Another aspect of the gut microbiota that we measured was the metabolic landscape of the fecal environment. Global profiles of the three different groups were not statistically different and showed that the BD and FD were not separating from each other in metabolic space, and we concluded from this analysis that the different diets were not translating into significantly different metabotypes. For the limited analysis of specific metabolites, viz short chain fatty acids, both the FD and BD showed significant reductions in concentrations of these important metabolites. These metabolites are important to the host in a wide range of physiological and immunological settings¹³ and any changes in the levels of these metabolites need to be considered for remedial intervention. For example, there are dietary products that can deliver propionate to the gut,⁴⁸ which was depleted in both BD and FD groups, and should be considered in these cohorts of children ad supplements in their diet. Other options may again include probiotic supplements which may, with an appropriate prebiotic (aka a symbiotic), increase the levels of SCFA in the colon,⁴⁹ while also addressing the low levels of “beneficial” bacterial such as the bifidobacteria. A more detailed and targeted profiling of the colonic metabonome would be valuable, for example bile acids and more SCFA, to assess the impact of the diet on this niche. Moreover, if we were able to obtain blood and urine, we would be able to explore the co-metabolic landscape in more detail, and map this to immunological data too, e.g. T cell types and abundance.
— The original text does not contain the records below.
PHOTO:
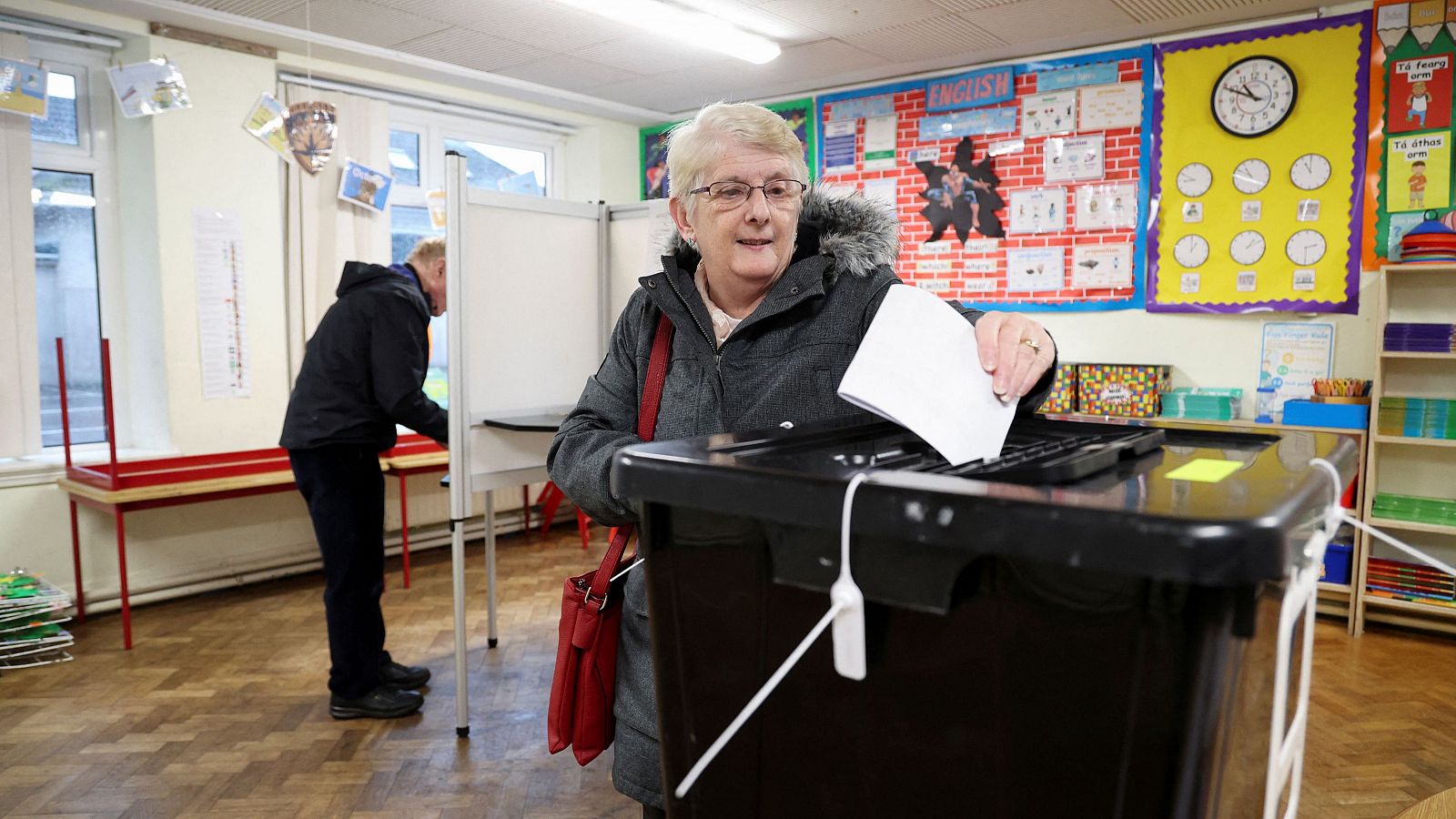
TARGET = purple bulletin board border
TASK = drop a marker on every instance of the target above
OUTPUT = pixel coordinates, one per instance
(1351, 302)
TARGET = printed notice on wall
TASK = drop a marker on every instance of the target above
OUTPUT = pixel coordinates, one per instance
(222, 317)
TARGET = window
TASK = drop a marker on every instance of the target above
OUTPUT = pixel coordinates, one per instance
(499, 157)
(70, 178)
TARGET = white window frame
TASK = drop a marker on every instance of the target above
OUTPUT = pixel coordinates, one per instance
(436, 127)
(94, 155)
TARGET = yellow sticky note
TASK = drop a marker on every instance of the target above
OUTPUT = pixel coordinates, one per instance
(1206, 470)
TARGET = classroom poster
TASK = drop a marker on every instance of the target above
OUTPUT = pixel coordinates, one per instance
(958, 172)
(1046, 114)
(22, 87)
(1103, 266)
(364, 187)
(1417, 172)
(1292, 356)
(1280, 203)
(1410, 67)
(1421, 94)
(146, 89)
(266, 121)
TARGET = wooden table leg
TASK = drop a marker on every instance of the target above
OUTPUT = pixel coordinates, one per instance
(121, 562)
(404, 523)
(76, 561)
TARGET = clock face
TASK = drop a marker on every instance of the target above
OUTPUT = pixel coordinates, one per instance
(1191, 251)
(1247, 248)
(1251, 175)
(1305, 247)
(1309, 172)
(1254, 96)
(1194, 179)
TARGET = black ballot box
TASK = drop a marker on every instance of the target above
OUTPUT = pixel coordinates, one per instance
(1060, 632)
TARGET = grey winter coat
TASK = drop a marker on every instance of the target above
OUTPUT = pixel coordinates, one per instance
(783, 363)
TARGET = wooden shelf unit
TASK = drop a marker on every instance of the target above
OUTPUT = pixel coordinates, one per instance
(1404, 464)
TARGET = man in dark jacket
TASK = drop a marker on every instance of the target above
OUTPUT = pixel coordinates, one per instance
(363, 375)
There were limitations to this study, which included the limited numbers in the study, the lack of a longitudinal aspect, more detail on the disease phenotypes and detailed data on the diet itself, its components and how much was consumed. We were also not able to collect dietary data to determine the children’s nutritional status or weight-for-age, which would be important aspects to collect for future studies. However, the study does, for the first time, show that a blended diet does not make a dramatic change to either the diversity of the colonic bacteria and the metabolic space therein, when compared to a formulae diet. In fact, we have shown that the FD group did significantly impact some groups of bacteria that would be beneficial to the host, i.e., bifidobacteria. Moreover, from this study, we can conclude that more needs to be undertaken to improve the diets for this group of children, and this may be in the form of addressing the fiber content and the use of probiotics, prebiotics or synbiotics.

Materials and methods

Cohort and ethics

This study was undertaken following approval by Southwest – Plymouth & Cornwall Research Ethics Committee (REF 17/SW/0049), and informed consent was obtained from all subjects, or their guardians, prior to sampling. Gastrostomy-fed children, fed with either a formula diet (n = 17) or a blended diet (n = 28), due to medical reasons, were recruited along with healthy siblings (n = 19) in a multi-center collaboration across five Health Boards in South Wales, led by Aneurin Bevan University Health Board. See supplementary methods for more details.

Sample preparation

The 66 frozen fecal samples were kept on ice, and frozen, and sub-sampled using a sterile 4 mm disposable biopsy punch (Kai Medical) to create a pellet, ~100 mg, which was dispensed into a sterile 1.5 mL microcentrifuge tube and stored at −80°C until required for DNA extraction or metabonomics (Dr Laura Osborne pers. comm.).

DNA extraction from stool, quantification, and qPCR of 16S rRNA genes

Sub-sampled fecal punches were thawed on ice, and DNA extraction was carried out using the DNeasy PowerLyzer PowerSoil Kit (Qiagen, UK) with 0.1 mm silica glass beads and following the protocol’s instructions with a few optimization steps for fecal samples, as follows. See supplementary methods for more details.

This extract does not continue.